Inflation or deflation ahead?
Will the U.S. economy experience inflation or deflation in the years ahead? That is the same key question economists were grappling with after the Lehman bankruptcy in 2009, when the U.S. last embarked on highly unorthodox monetary and fiscal policies at a time of high unemployment.
In the decade following the large 2009 Obama fiscal stimulus package and then-Federal Reserve Chairman Ben Bernanke’s bold experimentation with massive bond buying, inflation did not materialize. In fact, over the past 10 years, the Federal Reserve has continued to fret about not being able to get inflation to rise to its 2 percent target. This was the case because large gaps continued to characterize output and labor markets, despite the unprecedented amount of peace-time fiscal stimulus and Fed money printing.
In the period ahead, it is very likely that inflation will once again not materialize to any large degree, despite an even greater amount of monetary and fiscal policy experimentation than occurred in 2009. This time around, it will not occur because of the likely bursting of today’s “everything bubble” in the world’s asset and credit markets. That bursting will be caused by rising interest rates that will be brought on by today’s unprecedented budget policy easing.

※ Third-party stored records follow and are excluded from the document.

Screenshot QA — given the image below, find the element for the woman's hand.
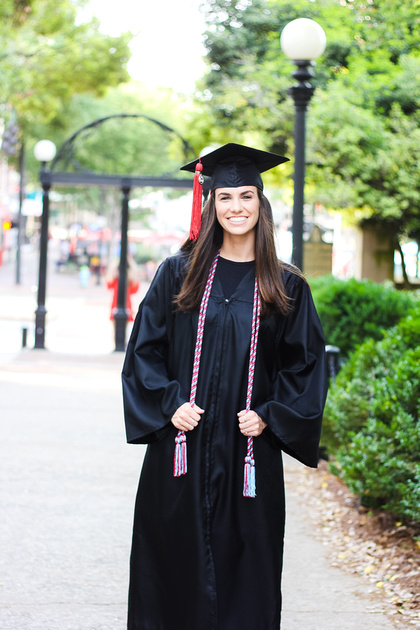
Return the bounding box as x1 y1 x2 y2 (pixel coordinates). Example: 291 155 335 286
171 403 204 431
238 409 267 437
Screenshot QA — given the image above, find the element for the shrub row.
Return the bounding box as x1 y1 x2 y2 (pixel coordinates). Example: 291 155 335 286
322 312 420 522
310 276 419 357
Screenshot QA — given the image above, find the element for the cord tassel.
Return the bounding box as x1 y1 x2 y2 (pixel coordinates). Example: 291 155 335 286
174 431 187 477
174 250 220 477
190 158 204 241
243 454 257 498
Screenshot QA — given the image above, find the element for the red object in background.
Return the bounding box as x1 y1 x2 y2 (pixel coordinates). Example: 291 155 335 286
106 278 140 322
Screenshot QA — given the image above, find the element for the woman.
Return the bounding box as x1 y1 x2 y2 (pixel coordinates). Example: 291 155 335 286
123 143 326 630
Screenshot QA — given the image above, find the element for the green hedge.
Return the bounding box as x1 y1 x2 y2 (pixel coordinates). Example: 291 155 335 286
322 309 420 522
310 276 420 357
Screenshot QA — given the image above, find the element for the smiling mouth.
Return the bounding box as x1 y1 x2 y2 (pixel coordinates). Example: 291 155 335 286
228 217 246 223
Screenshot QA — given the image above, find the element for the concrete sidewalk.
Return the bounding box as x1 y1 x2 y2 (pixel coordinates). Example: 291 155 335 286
0 249 406 630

Those making the case that we are headed for a period of high inflation point to the Fed’s money printing. They note that whereas it took Bernanke six years to increase the size of the Fed’s balance sheet by $ 3.5 trillion, it has taken current Fed Chairman Jerome Powell less than six months to do the same thing. They also note that the surge in the broad money supply in 2020 exceeded that in any of the last 150 years for which we have data.
Another source of concern of those in the inflation camp is that never before has the U.S. economy had as large an amount of peace-time budget stimulus as it is receiving today. Not only is President Biden’s recent $1.9 trillion budget stimulus plan more than double the size of the 2009 Obama budget stimulus. It is coming on top of the more than the $2 trillion March 2020 COVID-19 CARES package and the $900 billion December 2020 budget relief package.
To be sure, one must expect that such a massive amount of monetary and fiscal policy stimulus will lay the groundwork for a very strong rebound in the economy in the second half of this year. By that time, most Americans will have been vaccinated. That in turn could lead to the rapid narrowing in labor and product market gaps that could give rise to inflationary pressure.
The inflation worriers overlook that these developments are occurring at a time when the U.S. and world economies are experiencing massive equity and credit market bubbles. One indication of those bubbles is that U.S. equity valuations today are at the same lofty heights that they were on the eve of the 1929 stock market crash. Another indication is that creditors, both at home and abroad, with very compromised economic fundamentals can now borrow at interest rates that are barely higher than those at which the U.S. government can borrow.
The inflation worriers also overlook that any rise in inflation is bound to cause Treasury rates to rise. They will rise either because the Fed will raise its interest rates and start reversing its bond-buying program to prevent inflation from getting out of hand. Alternatively, if the Fed does not act, the bond vigilantes will drive U.S. Treasury bond rates higher in the expectation of higher inflation down the road.
Today’s pervasive equity and credit market bubbles have largely been caused by the historically low interest rates on government bonds occasioned by the ultra-easy monetary policies of the world’s major central banks. Those low rates have forced investors to stretch for yield and to take on an inordinate amount of risk. But if U.S. Treasury rates were to rise, those bubbles would likely burst as investors would be able to get a reasonable return on a risk-free asset and would no longer need to stretch for yield. Given how pervasive these bubbles are, their bursting could very well give rise to serious problems in U.S. and world financial markets that could stop any U.S. economic recovery in its tracks.
All of this suggests that Congress should think very carefully before approving Biden’s proposed $1.9 trillion spending package. It should do so not because such a large stimulus package could put us on the road to many years of higher inflation. Rather, it should so since such a package is bound to burst today’s global everything asset and credit market bubble, which could lead to yet another period of economic weakness.
Desmond Lachman is a resident fellow at the American Enterprise Institute. He was formerly a deputy director in the International Monetary Fund’s Policy Development and Review Department and the chief emerging market economic strategist at Salomon Smith Barney.